On December 12 the Berlin-based auction house Grisebach inaugurated a large exhibition space in the city’s upmarket Charlottenburg district with a solo exhibition dedicated to the German artist Karl Horst Hödicke.
The long-overdue solo exhibition focusing on his work between the years of 1985 and 1995 coincided with the official release of a new book Berlin Potsd. Pl., which documents the painter’s extensive works inspired by his adopted city of Berlin.
Almost by accident Hödicke became a documenter of the historic changes the German capital underwent during the cold war because his studio faced what is now Potsdamer Platz, which was the fulcrum of East and West Berlin and the contact point between the world powers of the US and the USSR.
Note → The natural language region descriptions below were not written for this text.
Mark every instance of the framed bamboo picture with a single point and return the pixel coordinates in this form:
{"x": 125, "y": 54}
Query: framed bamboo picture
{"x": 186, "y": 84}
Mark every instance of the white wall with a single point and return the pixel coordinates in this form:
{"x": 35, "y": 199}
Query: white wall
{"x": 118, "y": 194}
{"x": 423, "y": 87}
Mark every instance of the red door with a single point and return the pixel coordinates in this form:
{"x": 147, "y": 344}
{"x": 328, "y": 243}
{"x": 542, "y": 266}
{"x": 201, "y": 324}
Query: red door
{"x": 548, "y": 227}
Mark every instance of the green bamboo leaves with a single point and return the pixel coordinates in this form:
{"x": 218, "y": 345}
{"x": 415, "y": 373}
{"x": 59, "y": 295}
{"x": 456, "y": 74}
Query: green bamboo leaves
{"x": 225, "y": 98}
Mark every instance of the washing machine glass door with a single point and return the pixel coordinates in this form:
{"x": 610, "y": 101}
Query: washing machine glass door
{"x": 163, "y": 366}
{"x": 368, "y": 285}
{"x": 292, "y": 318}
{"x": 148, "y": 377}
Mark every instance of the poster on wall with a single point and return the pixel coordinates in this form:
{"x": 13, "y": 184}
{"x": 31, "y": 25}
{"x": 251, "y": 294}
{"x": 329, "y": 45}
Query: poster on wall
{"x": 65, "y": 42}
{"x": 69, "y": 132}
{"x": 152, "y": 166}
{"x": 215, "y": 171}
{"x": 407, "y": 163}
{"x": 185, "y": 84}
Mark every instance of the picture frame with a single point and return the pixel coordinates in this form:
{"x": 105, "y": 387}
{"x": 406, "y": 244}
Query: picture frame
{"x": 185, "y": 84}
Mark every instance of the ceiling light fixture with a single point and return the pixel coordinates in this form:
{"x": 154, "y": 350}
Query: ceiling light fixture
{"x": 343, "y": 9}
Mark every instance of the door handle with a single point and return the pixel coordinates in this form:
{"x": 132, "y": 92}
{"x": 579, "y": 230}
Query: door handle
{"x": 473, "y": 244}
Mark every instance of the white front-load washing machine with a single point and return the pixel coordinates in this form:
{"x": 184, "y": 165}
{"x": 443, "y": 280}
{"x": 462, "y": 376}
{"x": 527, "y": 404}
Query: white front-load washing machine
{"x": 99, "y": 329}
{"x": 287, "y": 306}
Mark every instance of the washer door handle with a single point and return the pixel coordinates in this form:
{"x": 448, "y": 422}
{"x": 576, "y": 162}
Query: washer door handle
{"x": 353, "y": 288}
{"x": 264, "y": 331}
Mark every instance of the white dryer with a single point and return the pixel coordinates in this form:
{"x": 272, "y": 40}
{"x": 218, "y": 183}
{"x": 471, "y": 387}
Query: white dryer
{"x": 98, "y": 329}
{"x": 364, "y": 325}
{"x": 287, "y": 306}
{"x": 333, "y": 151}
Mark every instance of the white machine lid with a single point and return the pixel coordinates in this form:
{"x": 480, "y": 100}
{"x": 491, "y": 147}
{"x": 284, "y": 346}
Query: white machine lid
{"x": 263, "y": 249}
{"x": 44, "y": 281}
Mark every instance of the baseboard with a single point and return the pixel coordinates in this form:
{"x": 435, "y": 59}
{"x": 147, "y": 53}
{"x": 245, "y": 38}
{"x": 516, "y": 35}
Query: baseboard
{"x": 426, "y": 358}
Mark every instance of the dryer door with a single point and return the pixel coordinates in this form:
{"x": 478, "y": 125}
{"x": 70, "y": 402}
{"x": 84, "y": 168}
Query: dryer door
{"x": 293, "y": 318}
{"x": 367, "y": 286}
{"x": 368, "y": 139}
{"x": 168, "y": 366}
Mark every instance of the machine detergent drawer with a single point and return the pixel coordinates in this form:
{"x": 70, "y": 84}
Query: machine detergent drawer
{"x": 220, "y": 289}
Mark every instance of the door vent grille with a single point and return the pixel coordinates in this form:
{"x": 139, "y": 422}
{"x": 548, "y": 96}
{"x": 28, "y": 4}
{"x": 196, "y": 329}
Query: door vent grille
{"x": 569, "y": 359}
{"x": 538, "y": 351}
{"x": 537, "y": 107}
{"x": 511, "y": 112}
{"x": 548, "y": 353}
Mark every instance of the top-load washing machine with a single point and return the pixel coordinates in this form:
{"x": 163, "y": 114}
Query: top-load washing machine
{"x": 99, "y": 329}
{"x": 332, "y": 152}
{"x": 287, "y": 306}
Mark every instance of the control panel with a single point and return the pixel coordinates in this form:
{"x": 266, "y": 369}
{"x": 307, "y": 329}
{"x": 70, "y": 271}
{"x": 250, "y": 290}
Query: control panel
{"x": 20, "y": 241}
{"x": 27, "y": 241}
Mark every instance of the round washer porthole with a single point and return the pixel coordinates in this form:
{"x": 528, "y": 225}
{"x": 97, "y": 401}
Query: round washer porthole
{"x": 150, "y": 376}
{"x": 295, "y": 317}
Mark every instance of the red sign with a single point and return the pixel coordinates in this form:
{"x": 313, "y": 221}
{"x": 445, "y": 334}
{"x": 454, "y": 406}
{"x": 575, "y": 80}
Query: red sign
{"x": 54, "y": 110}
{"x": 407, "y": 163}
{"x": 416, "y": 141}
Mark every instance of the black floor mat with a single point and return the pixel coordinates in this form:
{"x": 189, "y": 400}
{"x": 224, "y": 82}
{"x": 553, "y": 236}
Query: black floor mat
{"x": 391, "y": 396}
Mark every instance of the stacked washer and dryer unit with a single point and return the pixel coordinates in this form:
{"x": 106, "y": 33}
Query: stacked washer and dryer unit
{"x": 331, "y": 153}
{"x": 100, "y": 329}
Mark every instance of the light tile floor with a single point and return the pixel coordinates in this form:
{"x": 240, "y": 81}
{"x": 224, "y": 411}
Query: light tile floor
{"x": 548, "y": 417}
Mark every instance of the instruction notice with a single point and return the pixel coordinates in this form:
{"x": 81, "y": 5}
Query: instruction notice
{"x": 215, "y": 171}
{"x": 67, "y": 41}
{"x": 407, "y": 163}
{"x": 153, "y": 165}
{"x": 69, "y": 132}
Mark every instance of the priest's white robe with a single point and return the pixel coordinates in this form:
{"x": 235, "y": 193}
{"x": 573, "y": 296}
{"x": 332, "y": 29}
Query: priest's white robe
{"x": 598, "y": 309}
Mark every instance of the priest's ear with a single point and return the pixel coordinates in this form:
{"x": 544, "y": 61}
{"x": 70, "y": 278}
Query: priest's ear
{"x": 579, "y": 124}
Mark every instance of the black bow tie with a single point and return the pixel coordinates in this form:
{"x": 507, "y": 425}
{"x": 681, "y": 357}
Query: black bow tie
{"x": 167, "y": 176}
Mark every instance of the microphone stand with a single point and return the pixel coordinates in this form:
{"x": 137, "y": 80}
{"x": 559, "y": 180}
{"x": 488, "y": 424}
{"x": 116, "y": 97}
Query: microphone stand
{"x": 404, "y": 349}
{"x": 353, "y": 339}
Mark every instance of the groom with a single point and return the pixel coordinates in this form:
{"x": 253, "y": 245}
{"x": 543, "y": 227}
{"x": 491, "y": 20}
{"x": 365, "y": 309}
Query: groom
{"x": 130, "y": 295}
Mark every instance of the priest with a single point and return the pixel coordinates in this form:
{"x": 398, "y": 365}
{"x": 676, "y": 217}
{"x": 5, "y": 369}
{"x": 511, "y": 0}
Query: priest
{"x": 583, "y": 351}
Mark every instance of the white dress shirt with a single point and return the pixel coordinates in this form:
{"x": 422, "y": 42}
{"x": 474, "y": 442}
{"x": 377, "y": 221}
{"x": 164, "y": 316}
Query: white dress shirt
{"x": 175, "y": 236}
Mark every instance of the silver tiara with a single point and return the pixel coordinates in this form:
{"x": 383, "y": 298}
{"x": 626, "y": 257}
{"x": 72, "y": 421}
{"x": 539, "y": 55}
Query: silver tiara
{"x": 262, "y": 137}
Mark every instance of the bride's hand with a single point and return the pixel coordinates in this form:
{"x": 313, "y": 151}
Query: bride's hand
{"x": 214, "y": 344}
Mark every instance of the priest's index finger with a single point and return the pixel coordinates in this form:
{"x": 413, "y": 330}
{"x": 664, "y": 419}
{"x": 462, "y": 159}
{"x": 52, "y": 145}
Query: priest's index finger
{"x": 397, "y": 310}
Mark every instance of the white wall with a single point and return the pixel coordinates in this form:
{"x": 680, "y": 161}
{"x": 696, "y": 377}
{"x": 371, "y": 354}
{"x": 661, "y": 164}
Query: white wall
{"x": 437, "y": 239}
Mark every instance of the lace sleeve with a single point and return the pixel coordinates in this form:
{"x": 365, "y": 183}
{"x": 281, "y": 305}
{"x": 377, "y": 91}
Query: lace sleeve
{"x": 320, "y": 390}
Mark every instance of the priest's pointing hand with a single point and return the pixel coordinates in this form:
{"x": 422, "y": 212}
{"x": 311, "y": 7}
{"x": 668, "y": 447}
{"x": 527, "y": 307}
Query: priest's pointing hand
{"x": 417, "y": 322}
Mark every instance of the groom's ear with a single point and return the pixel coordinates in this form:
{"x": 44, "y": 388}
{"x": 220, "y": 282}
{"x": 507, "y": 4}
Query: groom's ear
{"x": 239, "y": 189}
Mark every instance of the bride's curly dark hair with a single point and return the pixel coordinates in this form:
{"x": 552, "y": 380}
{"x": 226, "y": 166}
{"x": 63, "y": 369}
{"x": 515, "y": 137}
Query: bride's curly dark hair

With cheap studio space available in the undesirable neighborhood in the shadow of the Berlin wall and its surrounding wasteland, the artist painted the historic scenes that were unfolding outside of his studio window from the western side of the border.
Consequently he found himself documenting what turned out to be an enormously significant period in world history and geopolitics and an emotionally charged topic for Germans and especially Berliners.
At the opening of the exhibition guests crowded to Grisebach’s newly opened showroom to see the artworks and to listen to a panel discussion between Hödicke and Grisebach’s contemporary art expert Michael Neff, who filled in for Monopol Magazin editor-in-chief Holger Liebs.
Guests were also able to purchase the book, published by Kerber Verlag, along with a limited-edition print.
In 1977, Hödicke participated in documenta 6 and has enjoyed retrospectives of his work at Berlin’s Haus am Waldsee in 1981, Kunstsammlung Nordrhein-Westfalen, Düsseldorf in 1986, and at Berlinische Galerie in 2013, to name just a few.
He has also shown extensively in the US with Annina Nosei and Marisa del Rey in New York and with Peter Gould in Los Angeles.
“K.H. Hödicke. Berlin Scenes” runs from December 12, 2015–February 20, 2016 at Grisebach, Berlin.